Выбрать главу

Но во всем этом вихре чувств Павлик держался особняком, она старалась просто не думать о нем, пока он был вне опасности. Не могла знать Поленька, что в то самое время, когда она возвращалась с пустым узелком в городок, курсанты артиллерийских учебных лагерей, где был Павлик, грузились в эшелон, что дивизия, в которую они вольются, примет бой на юге, будет отступать через Крым, что потом, после госпиталей, Павлик снова окажется на Черном море и там во второй и в последний раз начнется его тяжкий ратный путь.

Но до этого надо было дожить, а покуда Поленька находилась гораздо ближе к войне. Возвращаясь в Сосновку, думала, как несправедлива к ней жизнь. Валентина Сергеевна шла рядом мягкая, задумчивая; молчала почти всю дорогу, точно не допускала Поленьку в свою тайну, точно теперь она была в выигрыше, несмотря на свой возраст и одиночество, несмотря на Поленькину молодость и красоту.

Спокойствие Валентины Сергеевны злило Поленьку. Ревность к этому спокойствию, к тому, что подразумевалось под этим спокойствием, снова останавливала и останавливала сердце, держала ее в напряжении весь оставшийся день и вечер Она нервически разговаривала с матерью, нагрубила приехавшему отцу. Его расспросы про рытье окопов и возвращение почему-то раздражали ее. Поленька не могла уже говорить с интересом о том, что прошло. Она удивилась, как равнодушна стала, в сущности, к тому, что волновало ее совсем недавно, — судьба Альки, история с хромым. Неужели она перестала думать и сочувствовать, как только перестала видеть? Неужели то же самое происходило с Павликом, вернее, с ее отношением к нему. Когда отец упомянул несколько раз о Павлике, поинтересовался, о чем тот пишет, Поленька не сдержалась.

— Оставьте! Оставьте! — выкрикнула она со злостью. — Когда я замуж выходила, что вы говорили? Помните? А теперь чуть что — Павлик да Павлик. Дает советы в каждом письме, как уберечь себя. Самое простое — давать советы… потому что они не стоят ничего! Ничего!

Ошеломленный отец долго молчал, собираясь с мыслями, и ответил негромко:

— Возражали, потому что молодая была. Сейчас что ж… Второй год пошел. Другой человек. Так и хочешь всю жизнь девочкой пробегать? Что для девочки хорошо, для взрослой, замужней неловко и плохо может быть. И не забывай — он на войне.

— Мы все на войне! — в сердцах бросила Поленька и ушла, хлопнув дверью, не слушая дальнейших возражений.

А вечером непонятная сила, которая крутила весь день, потащила ее к Валентине Сергеевне. Она шла и выдумывала повод, хоть повода не было, подыскивала объяснения, но с объяснением тоже было нелегко.

Холодный ветер на улице постепенно отрезвил ее, охладил кровь, но перед домом Валентины она опять заволновалась; когда входила на крыльцо и взялась за перила, пальцы ее дрожали.

Встретила ее Валентина Сергеевна удивленно: не ждала. Обычно приветливая, радушная, она в этот раз испытующе поглядела на Поленьку, опять ее глаза были полны тайны, куда она не хотела никого пускать. Но в дом все же пустила, отступив медленно, как бы раздумывая. Как бы говоря: «Ну что ж, если сама напросилась, тогда не удивляйся».

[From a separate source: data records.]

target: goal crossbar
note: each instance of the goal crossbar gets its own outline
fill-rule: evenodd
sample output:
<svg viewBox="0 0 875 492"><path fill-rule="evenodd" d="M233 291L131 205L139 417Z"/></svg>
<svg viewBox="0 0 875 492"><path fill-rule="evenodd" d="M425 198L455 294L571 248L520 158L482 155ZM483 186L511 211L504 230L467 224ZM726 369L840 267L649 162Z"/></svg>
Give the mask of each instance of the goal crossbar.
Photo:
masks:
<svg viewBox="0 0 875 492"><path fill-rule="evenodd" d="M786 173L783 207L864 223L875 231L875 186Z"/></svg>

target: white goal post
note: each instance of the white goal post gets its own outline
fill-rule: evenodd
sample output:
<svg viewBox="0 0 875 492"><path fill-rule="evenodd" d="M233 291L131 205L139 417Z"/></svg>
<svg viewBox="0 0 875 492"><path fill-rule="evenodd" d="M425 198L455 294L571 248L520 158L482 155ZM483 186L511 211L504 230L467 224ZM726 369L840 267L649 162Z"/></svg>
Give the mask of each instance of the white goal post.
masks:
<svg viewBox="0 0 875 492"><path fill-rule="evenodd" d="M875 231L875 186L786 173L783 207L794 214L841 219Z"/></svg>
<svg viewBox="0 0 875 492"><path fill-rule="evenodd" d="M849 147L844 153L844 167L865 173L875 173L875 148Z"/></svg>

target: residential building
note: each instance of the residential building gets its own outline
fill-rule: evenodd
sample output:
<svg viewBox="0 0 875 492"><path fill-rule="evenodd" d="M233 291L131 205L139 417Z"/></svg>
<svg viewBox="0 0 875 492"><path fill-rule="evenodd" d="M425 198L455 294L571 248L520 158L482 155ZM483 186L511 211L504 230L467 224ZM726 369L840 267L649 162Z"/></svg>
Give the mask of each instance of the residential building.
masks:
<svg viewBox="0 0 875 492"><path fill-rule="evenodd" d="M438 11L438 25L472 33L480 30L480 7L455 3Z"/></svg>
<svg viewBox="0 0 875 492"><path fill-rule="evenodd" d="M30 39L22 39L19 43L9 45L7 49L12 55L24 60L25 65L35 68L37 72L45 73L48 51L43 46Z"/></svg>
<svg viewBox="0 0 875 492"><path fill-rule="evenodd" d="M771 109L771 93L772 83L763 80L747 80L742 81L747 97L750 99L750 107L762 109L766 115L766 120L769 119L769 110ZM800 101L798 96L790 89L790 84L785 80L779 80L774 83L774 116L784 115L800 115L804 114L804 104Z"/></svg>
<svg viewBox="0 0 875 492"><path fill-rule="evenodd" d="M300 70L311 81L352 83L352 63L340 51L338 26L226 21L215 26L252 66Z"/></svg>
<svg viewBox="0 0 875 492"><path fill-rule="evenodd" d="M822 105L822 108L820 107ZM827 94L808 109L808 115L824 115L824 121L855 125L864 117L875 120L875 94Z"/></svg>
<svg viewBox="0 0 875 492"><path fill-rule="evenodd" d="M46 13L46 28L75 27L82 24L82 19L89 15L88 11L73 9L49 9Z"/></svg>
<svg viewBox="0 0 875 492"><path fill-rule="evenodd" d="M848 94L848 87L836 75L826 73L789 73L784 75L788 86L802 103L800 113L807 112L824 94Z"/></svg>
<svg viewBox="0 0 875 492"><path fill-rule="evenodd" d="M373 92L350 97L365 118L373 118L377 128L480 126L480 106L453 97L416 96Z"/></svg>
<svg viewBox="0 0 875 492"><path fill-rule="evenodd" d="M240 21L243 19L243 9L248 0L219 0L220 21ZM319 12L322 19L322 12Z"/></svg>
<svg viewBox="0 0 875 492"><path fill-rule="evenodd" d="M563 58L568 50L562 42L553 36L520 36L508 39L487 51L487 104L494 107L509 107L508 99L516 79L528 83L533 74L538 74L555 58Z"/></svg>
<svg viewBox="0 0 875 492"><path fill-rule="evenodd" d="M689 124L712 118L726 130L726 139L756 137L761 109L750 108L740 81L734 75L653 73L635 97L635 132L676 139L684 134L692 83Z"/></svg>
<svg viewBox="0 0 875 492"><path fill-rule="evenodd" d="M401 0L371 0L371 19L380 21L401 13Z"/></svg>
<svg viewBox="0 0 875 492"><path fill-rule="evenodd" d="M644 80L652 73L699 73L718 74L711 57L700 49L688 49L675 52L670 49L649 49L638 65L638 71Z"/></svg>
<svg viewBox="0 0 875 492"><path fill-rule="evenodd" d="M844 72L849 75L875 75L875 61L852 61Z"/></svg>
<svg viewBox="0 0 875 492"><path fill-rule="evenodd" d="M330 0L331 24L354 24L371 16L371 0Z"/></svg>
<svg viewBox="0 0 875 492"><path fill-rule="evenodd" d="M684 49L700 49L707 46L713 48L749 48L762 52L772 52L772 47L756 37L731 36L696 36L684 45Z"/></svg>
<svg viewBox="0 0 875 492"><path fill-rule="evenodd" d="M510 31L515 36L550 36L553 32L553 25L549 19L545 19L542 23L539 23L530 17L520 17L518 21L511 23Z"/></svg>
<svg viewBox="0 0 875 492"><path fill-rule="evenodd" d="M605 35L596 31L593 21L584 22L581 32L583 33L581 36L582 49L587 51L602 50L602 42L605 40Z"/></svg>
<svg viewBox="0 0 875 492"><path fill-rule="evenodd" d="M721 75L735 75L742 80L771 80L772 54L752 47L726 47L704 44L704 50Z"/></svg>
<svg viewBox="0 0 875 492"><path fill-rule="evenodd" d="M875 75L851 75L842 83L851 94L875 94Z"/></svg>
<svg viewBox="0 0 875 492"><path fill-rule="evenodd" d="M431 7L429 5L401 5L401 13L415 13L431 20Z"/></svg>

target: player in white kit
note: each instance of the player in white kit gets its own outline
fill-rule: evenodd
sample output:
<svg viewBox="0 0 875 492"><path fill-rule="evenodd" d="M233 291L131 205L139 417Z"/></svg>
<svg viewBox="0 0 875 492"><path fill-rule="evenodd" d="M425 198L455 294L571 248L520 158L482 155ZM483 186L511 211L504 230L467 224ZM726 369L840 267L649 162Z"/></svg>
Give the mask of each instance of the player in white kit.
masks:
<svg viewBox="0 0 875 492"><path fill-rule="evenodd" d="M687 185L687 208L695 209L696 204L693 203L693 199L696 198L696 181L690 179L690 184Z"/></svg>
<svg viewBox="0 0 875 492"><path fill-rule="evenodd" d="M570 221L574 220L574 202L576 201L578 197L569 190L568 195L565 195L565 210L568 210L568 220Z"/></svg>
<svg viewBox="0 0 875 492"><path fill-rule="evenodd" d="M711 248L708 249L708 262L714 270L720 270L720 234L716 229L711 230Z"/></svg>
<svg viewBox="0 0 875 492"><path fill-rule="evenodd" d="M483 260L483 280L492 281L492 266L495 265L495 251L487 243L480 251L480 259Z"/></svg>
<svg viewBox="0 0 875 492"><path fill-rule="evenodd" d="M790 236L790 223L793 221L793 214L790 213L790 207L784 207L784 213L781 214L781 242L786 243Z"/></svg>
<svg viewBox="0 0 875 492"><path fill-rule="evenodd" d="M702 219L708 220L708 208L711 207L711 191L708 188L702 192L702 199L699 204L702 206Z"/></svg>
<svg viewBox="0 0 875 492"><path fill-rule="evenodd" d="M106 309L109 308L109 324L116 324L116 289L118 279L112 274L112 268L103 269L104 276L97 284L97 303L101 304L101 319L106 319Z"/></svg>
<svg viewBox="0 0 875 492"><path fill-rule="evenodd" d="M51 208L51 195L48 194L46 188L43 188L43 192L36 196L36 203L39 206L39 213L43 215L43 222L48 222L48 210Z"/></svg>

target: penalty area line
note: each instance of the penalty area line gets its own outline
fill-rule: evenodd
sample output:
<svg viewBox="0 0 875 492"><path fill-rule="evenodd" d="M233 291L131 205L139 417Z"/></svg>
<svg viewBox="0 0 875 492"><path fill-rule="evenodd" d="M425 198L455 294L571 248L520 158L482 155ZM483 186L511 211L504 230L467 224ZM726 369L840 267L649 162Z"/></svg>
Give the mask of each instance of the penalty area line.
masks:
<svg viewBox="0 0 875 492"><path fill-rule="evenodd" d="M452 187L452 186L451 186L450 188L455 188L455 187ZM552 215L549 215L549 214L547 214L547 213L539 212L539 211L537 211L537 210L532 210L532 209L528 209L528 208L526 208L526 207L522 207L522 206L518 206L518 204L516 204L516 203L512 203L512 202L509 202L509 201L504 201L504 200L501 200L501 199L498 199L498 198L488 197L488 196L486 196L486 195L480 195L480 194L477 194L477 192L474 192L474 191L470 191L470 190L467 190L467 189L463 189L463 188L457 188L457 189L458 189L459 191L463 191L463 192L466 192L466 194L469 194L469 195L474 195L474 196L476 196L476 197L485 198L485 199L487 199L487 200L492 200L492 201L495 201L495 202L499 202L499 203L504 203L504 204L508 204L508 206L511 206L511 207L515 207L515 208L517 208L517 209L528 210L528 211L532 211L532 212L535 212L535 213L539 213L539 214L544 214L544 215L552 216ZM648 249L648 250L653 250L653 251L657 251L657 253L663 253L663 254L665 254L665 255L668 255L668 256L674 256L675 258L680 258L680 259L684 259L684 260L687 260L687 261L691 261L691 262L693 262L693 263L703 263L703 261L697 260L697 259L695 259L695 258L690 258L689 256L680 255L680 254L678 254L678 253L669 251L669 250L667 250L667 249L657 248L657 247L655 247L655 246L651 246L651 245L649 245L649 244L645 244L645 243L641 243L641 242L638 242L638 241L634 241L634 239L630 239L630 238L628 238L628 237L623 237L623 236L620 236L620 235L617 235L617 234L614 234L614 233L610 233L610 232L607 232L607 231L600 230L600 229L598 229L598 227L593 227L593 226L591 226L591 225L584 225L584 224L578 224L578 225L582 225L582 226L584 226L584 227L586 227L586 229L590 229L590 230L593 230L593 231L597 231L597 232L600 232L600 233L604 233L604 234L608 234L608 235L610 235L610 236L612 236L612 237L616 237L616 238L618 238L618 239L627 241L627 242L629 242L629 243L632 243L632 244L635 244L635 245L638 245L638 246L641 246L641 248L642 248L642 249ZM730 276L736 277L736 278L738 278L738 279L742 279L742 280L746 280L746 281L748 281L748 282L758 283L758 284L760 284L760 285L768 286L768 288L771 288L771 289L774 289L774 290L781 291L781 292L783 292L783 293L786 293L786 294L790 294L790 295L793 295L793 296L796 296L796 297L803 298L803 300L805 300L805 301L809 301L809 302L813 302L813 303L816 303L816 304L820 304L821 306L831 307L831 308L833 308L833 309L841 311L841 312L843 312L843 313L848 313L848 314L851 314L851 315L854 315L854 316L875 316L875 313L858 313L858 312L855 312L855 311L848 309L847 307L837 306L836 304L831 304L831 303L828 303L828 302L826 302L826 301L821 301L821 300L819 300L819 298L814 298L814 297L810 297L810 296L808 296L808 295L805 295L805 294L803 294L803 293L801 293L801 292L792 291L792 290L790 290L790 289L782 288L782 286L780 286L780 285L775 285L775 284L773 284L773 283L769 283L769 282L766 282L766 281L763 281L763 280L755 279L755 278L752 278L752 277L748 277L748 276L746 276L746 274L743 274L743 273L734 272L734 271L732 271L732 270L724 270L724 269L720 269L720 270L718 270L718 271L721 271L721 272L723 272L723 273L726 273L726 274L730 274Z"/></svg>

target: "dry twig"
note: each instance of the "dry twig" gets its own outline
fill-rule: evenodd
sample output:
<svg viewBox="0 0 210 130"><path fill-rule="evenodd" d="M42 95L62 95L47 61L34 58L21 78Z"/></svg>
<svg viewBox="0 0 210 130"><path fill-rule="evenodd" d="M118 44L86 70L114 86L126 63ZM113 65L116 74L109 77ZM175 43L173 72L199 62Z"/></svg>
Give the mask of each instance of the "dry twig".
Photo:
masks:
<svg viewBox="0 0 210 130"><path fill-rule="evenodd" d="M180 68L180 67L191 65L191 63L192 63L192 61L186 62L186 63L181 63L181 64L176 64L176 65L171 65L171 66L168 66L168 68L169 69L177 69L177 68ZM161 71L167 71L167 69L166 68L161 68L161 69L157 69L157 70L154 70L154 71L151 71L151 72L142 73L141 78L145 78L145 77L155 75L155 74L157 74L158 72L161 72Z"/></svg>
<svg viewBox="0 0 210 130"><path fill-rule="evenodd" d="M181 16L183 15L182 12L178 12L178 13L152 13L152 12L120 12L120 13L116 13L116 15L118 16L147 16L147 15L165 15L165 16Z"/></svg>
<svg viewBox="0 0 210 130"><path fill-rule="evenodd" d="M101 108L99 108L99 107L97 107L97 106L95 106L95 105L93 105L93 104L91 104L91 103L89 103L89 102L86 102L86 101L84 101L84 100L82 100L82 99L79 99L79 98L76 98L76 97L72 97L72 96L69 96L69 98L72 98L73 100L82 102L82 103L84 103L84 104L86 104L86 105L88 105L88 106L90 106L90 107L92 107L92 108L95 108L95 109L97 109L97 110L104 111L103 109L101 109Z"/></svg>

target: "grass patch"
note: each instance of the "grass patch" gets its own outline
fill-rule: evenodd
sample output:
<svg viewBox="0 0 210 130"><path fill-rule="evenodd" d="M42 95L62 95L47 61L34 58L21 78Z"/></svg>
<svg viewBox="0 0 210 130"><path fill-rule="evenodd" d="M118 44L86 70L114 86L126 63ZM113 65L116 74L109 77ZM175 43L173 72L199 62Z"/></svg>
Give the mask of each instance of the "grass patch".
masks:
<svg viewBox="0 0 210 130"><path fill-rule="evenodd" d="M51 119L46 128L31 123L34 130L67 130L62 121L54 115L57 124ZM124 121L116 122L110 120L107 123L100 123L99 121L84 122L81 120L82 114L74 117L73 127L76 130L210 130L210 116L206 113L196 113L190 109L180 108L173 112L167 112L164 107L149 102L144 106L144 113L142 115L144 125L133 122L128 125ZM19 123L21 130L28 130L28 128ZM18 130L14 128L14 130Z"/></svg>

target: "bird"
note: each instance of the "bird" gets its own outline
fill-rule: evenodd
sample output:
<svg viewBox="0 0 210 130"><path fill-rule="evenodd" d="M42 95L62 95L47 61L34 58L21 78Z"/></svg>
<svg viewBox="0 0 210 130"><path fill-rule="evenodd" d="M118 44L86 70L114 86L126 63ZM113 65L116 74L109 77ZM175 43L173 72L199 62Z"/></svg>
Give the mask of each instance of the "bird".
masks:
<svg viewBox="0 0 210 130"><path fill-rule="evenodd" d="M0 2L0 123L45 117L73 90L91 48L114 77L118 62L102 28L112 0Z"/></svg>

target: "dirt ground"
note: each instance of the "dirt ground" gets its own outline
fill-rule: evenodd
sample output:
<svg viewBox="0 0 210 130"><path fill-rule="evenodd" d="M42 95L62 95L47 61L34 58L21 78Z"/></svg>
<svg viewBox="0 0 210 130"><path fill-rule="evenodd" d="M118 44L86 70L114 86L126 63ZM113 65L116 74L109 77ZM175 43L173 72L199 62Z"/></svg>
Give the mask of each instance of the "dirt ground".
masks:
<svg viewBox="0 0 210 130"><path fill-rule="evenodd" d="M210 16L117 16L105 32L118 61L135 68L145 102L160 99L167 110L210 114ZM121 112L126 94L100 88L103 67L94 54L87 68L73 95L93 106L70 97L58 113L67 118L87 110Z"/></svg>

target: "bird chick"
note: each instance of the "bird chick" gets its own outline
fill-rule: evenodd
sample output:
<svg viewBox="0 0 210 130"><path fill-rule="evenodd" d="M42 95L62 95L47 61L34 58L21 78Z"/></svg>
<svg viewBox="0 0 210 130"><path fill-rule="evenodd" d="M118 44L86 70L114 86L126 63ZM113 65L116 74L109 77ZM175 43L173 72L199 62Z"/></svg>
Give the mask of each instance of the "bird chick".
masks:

Шла Поленька за Валентиной Сергеевной, оглядывая сзади ее стройную фигуру, слишком праздничный по военному времени и потому необычный наряд. Она невольно любовалась хозяйкой дома и догадывалась, как должны быть желанны для мужчин эти плечи, чуть сутуловатые, оттого что полновесна и по-девичьи высока грудь, как хороша талия и сильные красивые бедра под узким платьем, а платье, может быть, для того и узко, чтобы хоть немного была видна эта красота. Ноги в лакированных туфлях, где каждая линия — совершенство. Поленька даже задохнулась от зависти, почувствовала себя дурнушкой. Обычная спасительная мысль насчет своей молодости уже не принесла успокоения. Перед ней шла женщина, не имевшая возраста, наделенная высшим смыслом — дарить миру продолжение жизни. Поленьке впервые представилось, как несправедливо лишать женщину ласки и любви даже на миг в ту краткую и бесконечную в своем волшебстве пору, что ей отведена — отведена же все-таки… Вспомнились подведенные, как будто расширенные глаза Валентины, яркие губы.